Balloons work pretty well. What's the plan once you hook into it?


----------



## extremejigging (Nov 17, 2011)

Well i would walk them down the pier to the beach. Ah ballons....nice


----------



## PAWGhunter (Feb 3, 2010)

extremejigging said:


> Well i would walk them down the pier to the beach.


Easier said than done

Navarre Beach pier allows shark fishing.


----------



## MillerTime (Jul 6, 2011)

PAWGhunter said:


> Easier said than done


x2

I would be wary of the shark going under the pier while you were walking it back down and getting wrapped around and tangled in the pilings. Just something to think about.


----------



## reelthrill (Oct 3, 2007)

I used to shark fish in the late 70's and early eighties quite a bit. We would thread our hook and leader through a bonita, half a jack crevalle, barracuda, etc... We would then start pulling line off the real and draping in over the railing. After that we would put a pair of gloves on and twirly the leader round and round and literally sling the bait out there. On a north wind you can put the bait in a box and let it float out with the wind then pull it out of the box.


----------



## Bill904 (Oct 11, 2007)

First of the week, I saw guys shark fishing off Navarre Pier, middle of day, one guy had a black drun, (several pounds, ) tied to a garbage bag for shark bait , blown up, with the north Wind, it had no problem blowing it out 50-100 yeds,, One guy had one (shark) on, got him to pier,lost him for what ever the reason, he was using Bonita, was pretty good size shark, not sure of kind.. , but was good day as only about 5 people fishing, Water was murkey, strong wind, cold. no one fishing in close, too windy I think.

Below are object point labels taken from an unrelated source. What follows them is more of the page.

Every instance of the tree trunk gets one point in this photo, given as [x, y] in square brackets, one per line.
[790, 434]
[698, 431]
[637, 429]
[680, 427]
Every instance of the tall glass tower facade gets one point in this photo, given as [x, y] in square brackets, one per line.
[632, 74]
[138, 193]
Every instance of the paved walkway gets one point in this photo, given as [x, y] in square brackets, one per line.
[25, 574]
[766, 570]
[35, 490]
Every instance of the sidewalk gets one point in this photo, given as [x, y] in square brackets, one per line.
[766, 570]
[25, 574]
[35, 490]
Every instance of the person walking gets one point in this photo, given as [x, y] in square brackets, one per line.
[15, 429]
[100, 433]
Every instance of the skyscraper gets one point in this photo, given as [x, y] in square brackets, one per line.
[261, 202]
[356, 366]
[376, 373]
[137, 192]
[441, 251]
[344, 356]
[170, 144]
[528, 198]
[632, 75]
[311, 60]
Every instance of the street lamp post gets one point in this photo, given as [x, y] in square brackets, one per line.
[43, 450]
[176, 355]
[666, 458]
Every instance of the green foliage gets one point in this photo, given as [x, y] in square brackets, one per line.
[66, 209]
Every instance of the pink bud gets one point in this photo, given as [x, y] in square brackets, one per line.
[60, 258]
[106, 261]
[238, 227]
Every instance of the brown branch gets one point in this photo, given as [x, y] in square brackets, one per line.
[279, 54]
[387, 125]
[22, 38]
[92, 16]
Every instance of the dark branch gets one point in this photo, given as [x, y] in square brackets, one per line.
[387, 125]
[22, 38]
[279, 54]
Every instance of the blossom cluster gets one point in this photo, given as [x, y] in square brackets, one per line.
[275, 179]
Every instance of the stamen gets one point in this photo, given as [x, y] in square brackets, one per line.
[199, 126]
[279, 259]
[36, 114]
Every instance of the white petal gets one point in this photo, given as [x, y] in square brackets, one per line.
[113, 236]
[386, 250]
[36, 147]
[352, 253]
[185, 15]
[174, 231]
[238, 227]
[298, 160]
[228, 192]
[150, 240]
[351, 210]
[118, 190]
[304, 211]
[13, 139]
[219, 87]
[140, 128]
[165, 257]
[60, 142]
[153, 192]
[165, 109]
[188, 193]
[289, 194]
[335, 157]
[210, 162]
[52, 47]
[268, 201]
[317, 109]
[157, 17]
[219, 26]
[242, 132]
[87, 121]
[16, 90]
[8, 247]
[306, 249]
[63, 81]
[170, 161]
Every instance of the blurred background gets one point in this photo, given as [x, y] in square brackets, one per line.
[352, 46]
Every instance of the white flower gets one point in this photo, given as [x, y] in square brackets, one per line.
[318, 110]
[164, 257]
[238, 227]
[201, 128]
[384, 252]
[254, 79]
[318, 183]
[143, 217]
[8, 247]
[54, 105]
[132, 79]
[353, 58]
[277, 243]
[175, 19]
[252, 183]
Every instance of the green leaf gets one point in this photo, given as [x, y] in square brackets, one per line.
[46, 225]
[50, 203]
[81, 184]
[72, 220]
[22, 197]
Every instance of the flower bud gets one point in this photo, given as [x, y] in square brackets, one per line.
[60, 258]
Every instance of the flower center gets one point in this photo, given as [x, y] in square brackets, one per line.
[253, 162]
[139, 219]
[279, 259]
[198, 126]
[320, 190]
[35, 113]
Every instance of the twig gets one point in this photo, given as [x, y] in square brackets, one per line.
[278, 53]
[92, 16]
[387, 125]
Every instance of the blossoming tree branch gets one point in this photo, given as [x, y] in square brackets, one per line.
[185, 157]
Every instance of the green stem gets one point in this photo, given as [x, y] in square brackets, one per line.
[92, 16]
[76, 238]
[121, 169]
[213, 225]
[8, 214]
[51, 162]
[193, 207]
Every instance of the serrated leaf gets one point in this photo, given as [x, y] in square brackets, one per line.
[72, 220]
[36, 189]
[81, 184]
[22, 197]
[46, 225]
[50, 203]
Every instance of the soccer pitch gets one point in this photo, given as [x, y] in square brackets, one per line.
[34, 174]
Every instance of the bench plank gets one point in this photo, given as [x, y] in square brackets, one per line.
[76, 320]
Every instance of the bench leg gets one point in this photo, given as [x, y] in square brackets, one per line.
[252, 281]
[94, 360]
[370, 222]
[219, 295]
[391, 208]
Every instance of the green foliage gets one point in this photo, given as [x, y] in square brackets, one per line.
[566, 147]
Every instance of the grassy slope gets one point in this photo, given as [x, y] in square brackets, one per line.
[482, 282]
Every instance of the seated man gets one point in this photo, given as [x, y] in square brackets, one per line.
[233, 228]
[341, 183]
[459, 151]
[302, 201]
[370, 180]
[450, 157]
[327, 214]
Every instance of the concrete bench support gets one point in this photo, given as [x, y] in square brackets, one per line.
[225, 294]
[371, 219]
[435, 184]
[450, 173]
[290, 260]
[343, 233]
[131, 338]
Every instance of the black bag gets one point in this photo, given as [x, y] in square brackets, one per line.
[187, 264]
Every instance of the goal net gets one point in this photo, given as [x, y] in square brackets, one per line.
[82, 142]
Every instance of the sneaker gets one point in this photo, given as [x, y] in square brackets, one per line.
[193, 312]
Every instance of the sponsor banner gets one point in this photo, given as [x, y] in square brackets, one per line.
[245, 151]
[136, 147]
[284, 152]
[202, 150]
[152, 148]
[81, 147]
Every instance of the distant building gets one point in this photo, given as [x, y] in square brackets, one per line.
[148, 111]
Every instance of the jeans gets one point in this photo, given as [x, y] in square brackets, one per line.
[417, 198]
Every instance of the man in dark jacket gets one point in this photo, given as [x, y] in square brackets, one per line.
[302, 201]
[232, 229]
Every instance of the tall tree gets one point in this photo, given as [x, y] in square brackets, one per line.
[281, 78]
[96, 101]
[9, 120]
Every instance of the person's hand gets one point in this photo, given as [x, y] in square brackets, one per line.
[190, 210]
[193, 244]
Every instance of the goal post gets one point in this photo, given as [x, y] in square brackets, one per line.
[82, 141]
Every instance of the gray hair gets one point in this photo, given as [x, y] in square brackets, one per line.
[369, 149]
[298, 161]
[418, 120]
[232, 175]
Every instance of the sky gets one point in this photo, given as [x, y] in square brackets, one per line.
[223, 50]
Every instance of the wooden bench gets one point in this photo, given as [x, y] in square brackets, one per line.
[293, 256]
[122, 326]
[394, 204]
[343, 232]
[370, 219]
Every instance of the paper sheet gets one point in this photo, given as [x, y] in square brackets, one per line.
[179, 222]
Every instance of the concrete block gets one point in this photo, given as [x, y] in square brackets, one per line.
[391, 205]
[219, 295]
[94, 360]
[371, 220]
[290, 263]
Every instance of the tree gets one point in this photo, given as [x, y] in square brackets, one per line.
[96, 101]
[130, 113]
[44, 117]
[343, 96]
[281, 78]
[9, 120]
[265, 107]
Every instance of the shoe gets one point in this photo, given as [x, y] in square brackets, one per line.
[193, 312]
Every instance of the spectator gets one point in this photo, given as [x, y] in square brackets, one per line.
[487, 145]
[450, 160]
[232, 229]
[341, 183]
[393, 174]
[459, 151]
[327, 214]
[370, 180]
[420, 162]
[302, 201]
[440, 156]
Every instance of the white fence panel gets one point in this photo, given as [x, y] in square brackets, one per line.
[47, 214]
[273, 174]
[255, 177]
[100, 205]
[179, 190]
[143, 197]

Usually are several , bait fishing about half way out, but even whiting and pompano, were safe at Navarre Pier that day. I did see few mullet, in couple of schools close to shore, but not many in each school.


----------



## extremejigging (Nov 17, 2011)

Thanks for the input.


----------



## GruBZ (Sep 13, 2009)

PENSACOLA PIER does not allow sharkfishing... just lettin u know...


----------